The first semester will hit the ground running with learning heart rhythms. It would be beneficial (although not required) for you to have a basic understanding of what a heart rhythm is and the meaning of the different deflections prior to starting the first semester. In lab the first unit is learning to start an IV. This will require you to practice on classmates as well as have others practice on you.
One of the Paramedic Program's forte is that a large portion of the learning is hands-on skills. Students will be required to practice those skills with Madison Ambulance, Madison Memorial Hospital, several different EIRMC units, Idaho Falls Ambulance, Portneuf ER, BHC, Mountain View Hospital, Air Idaho and others. Completing these clinicals is very time demanding and often will be completed overnight. Classes are designed to accommodate the schedule by having didactic learning Tuesdays and Thursdays and labs on Mondays and Wednesdays. This leaves Fridays open to help facilitate scheduling clinicals.
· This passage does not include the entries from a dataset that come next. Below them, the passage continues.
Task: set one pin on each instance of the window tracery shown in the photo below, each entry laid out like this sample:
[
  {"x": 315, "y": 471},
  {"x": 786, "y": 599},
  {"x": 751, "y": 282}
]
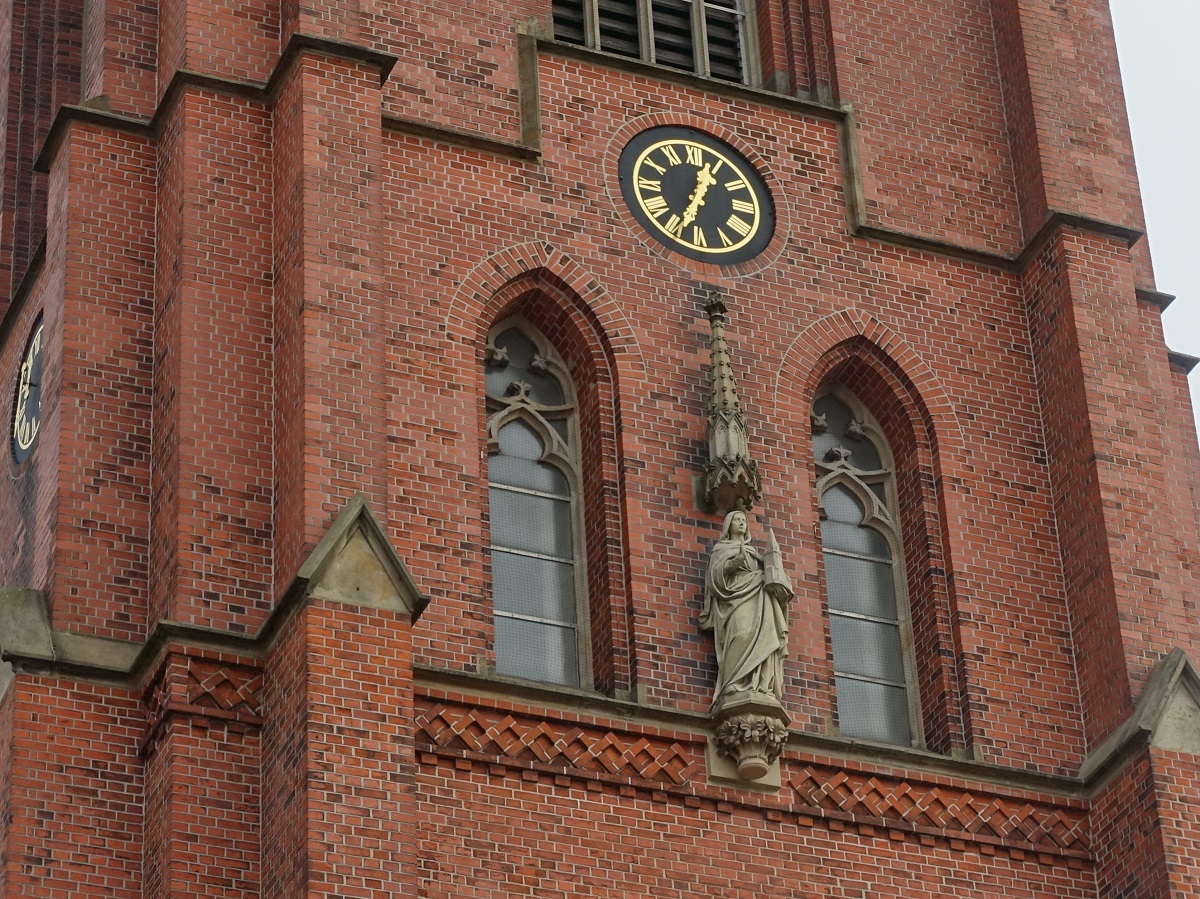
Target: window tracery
[
  {"x": 870, "y": 628},
  {"x": 539, "y": 586}
]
You will have the opportunity to render care to real patients in real situations. This is exciting but also is a large responsibility. You will be representing the BYU-Idaho Paramedic Program in all your clinicals and as such any act of dishonesty will result in being dismissed from the program.
This is a degree where "just getting by" is not good enough. The Paramedic Program requires a certain standard of competency in order to complete. The first semester there will be three benchmarks assessing your comprehensive learning of the material covered in class. You must pass two of the three benchmarks in order to continue in the program and degree. The second semester there will be two benchmarks given and you must pass one of the two. The third semester there will only be one benchmark given and it is required that you pass. It is imperative that you keep up on your studies throughout the whole program so that when you receive your paramedic degree and certificate you are ready to practice with a service.